Chamber officers forge link across the Border
An unusual and promising cross-Border link has been forged by chamber of commerce officers from two urban centres.
A delegation from the Waterford chamber has just returned from a visit to Portadown where it was welcomed at last month's local chamber meeting. This visit is expected to be followed soon by a reciprocal visit to Waterford by members of the Portadown chamber, and there are hopes that a long-term link-up will evolve, according to the Waterford chamber's chief executive, Mr Frank O'Donoghue.
Four members of the Waterford chamber spoke at the Portadown meeting and outlined the issues and projects which are on the agenda in the capital of the south-east.
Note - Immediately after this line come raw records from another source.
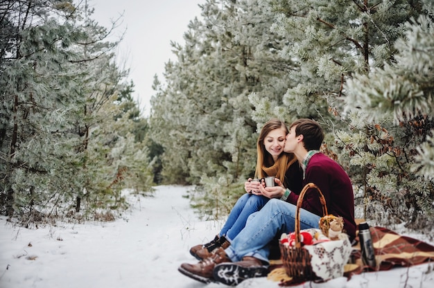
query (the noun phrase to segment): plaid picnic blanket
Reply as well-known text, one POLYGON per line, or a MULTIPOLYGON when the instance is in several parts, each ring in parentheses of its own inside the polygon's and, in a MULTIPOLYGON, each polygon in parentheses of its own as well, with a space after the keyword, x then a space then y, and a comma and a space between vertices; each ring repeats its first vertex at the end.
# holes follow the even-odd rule
MULTIPOLYGON (((379 271, 389 270, 395 266, 408 267, 434 260, 434 246, 426 242, 401 235, 396 232, 384 227, 370 227, 371 235, 376 269, 379 271)), ((365 267, 361 258, 360 245, 354 249, 352 256, 356 264, 363 269, 365 267)))
MULTIPOLYGON (((389 270, 394 267, 409 267, 434 261, 434 246, 408 236, 401 235, 384 227, 370 227, 377 267, 375 270, 389 270)), ((353 246, 349 262, 346 265, 344 276, 363 271, 375 271, 363 264, 360 245, 353 246)), ((270 260, 268 279, 280 282, 279 286, 292 286, 300 284, 288 276, 282 267, 281 260, 270 260)))

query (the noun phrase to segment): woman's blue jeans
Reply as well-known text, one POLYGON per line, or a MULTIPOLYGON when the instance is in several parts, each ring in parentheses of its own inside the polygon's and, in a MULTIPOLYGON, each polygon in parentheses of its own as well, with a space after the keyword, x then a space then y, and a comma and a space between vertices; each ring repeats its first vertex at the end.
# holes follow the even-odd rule
POLYGON ((231 241, 245 226, 247 219, 253 213, 259 211, 270 200, 264 196, 245 193, 234 205, 219 235, 231 241))
MULTIPOLYGON (((232 239, 225 249, 232 262, 252 256, 268 263, 268 244, 283 233, 294 232, 297 207, 284 201, 272 199, 248 219, 245 227, 232 239)), ((320 217, 300 209, 300 229, 318 228, 320 217)))

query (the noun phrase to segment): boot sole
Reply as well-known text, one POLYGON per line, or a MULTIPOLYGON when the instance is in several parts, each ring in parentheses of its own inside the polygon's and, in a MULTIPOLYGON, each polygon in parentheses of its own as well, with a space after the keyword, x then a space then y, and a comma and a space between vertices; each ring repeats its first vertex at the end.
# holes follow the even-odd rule
POLYGON ((216 265, 213 271, 214 280, 228 286, 236 286, 246 279, 266 277, 268 268, 266 266, 243 267, 234 263, 222 263, 216 265))
POLYGON ((196 258, 196 259, 197 259, 197 260, 198 260, 199 261, 200 261, 200 260, 202 260, 202 258, 200 258, 200 257, 198 256, 198 255, 197 255, 197 254, 196 254, 196 253, 193 253, 193 252, 191 252, 191 251, 190 251, 190 254, 191 254, 191 255, 192 255, 193 257, 194 257, 195 258, 196 258))
POLYGON ((182 274, 185 275, 187 277, 191 278, 191 279, 194 279, 196 281, 202 282, 202 283, 209 284, 211 282, 215 282, 214 279, 207 278, 206 277, 200 276, 196 274, 193 274, 193 273, 184 269, 182 267, 179 267, 177 271, 181 272, 182 274))

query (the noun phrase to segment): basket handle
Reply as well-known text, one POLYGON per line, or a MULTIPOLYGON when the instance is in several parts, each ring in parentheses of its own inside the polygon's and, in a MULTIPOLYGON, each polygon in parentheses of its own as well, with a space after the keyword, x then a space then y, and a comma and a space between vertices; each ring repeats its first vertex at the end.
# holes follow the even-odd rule
POLYGON ((313 183, 308 183, 306 184, 303 190, 300 192, 300 196, 298 197, 298 200, 297 200, 297 210, 295 211, 295 228, 294 233, 295 234, 295 247, 300 248, 302 246, 302 243, 300 240, 300 208, 302 206, 302 204, 303 202, 303 198, 304 197, 304 194, 309 188, 315 188, 318 191, 320 197, 320 201, 321 201, 321 205, 322 206, 322 215, 326 216, 328 215, 327 212, 327 206, 326 205, 325 198, 322 195, 322 192, 313 183))

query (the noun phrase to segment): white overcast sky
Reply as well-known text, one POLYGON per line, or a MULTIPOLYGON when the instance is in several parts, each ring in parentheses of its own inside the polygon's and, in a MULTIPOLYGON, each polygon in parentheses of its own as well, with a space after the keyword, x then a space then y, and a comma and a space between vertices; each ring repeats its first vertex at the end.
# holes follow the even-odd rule
MULTIPOLYGON (((84 0, 83 3, 85 3, 84 0)), ((182 37, 195 17, 200 17, 198 4, 205 0, 87 0, 95 8, 92 18, 109 28, 112 19, 123 15, 115 37, 125 30, 116 53, 118 63, 130 69, 130 79, 135 85, 144 116, 150 110, 149 100, 154 75, 163 80, 164 64, 175 60, 171 40, 184 45, 182 37)))

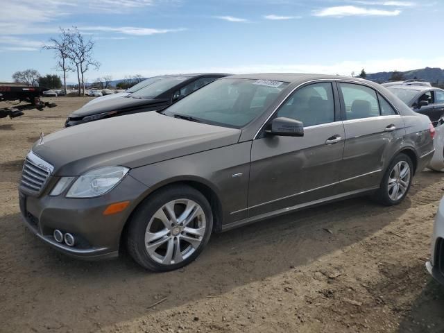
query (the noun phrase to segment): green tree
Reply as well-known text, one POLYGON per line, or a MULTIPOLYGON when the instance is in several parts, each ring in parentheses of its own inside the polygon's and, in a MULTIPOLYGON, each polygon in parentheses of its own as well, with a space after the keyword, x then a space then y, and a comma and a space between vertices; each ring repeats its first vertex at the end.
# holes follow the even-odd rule
POLYGON ((391 77, 390 78, 391 81, 403 81, 405 80, 404 78, 404 74, 402 71, 394 71, 391 74, 391 77))
POLYGON ((39 78, 39 86, 49 89, 58 89, 62 87, 62 80, 58 75, 46 74, 39 78))
POLYGON ((359 77, 361 78, 366 78, 367 77, 367 73, 366 73, 366 71, 364 70, 364 68, 361 71, 361 74, 359 74, 359 77))

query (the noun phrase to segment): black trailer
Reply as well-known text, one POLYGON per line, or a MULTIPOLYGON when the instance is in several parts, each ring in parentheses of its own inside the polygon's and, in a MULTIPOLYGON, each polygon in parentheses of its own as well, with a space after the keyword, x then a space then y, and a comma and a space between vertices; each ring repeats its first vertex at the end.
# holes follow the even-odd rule
POLYGON ((0 101, 10 104, 10 107, 0 108, 0 118, 8 116, 15 118, 24 114, 25 110, 53 108, 54 103, 42 102, 40 96, 43 92, 49 90, 41 87, 32 87, 21 83, 0 83, 0 101), (24 104, 22 104, 24 103, 24 104))

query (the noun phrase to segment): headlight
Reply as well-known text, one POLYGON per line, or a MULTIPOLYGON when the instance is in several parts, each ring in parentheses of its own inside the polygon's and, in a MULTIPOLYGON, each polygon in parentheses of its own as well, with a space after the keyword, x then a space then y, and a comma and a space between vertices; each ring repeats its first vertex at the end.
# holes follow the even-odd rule
POLYGON ((110 111, 109 112, 98 113, 97 114, 92 114, 91 116, 87 116, 83 118, 85 121, 93 121, 94 120, 101 119, 105 117, 110 116, 117 113, 117 111, 110 111))
POLYGON ((108 192, 120 182, 129 169, 105 166, 80 176, 72 185, 67 198, 92 198, 108 192))
POLYGON ((57 182, 57 185, 54 187, 53 190, 49 194, 50 196, 59 196, 63 191, 67 189, 68 185, 71 184, 71 182, 75 177, 62 177, 59 179, 58 182, 57 182))

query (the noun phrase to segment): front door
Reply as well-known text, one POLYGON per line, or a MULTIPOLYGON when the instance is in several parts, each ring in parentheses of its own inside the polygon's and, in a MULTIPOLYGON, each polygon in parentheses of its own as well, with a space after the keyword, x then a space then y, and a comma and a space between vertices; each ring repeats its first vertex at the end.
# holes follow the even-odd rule
POLYGON ((393 158, 396 141, 405 133, 404 121, 387 101, 370 87, 338 83, 345 131, 341 191, 377 187, 384 166, 393 158))
POLYGON ((345 133, 335 94, 330 82, 298 89, 275 117, 302 121, 304 136, 262 134, 253 141, 249 217, 337 194, 345 133))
There are substantial differences of scale and resources between the two organisations, but they found similar features in many issues which concern them.
The Portadown chamber is much smaller, with just under 70 members, compared to Waterford's 500 members from 350 firms. The long-established Waterford chamber, with its historic premises and full-time staff, has developed into an influential voice on regional issues.
However, Portadown, like Waterford, is concerned with traffic issues and with the arrival of large multiple stores. The Northern town is in the early stages of a new computerised traffic system, a development which some traders see as affecting their customer flow.
Waterford is preoccupied with the need for a second bridge over the Suir. With the Bann splitting Portadown, that town also requires another bridge to ease congestion.
Since the ceasefire, the Portadown chamber has been trying to brighten up the image of the town and is urging people from other areas to shop there.
Both chambers share the problem of high unemployment and of having to campaign so that adequate funds are given by central government for infrastructural development in their regions.
The initial contact between the chambers was established through Co-operation North, and the meeting was extremely cordial. The Southern delegation presented the Portadown chamber president, Mr James McCammick, with Waterford crystal to mark the occasion.
The visit received extensive coverage in the Portadown Times, which headlined its story: "It's crystal clear that Waterford chamber is sparkling with life."
The Waterford delegation included Ms Mary Dorgan, past president and first woman president of the chamber, who said they were keen to form a permanent link with Portadown.
The other Waterford delegates were the chamber president and general manager of Waterford Port, Mr John Clancy; the deputy president, Mr William O'Brien; and Mr O'Donoghue.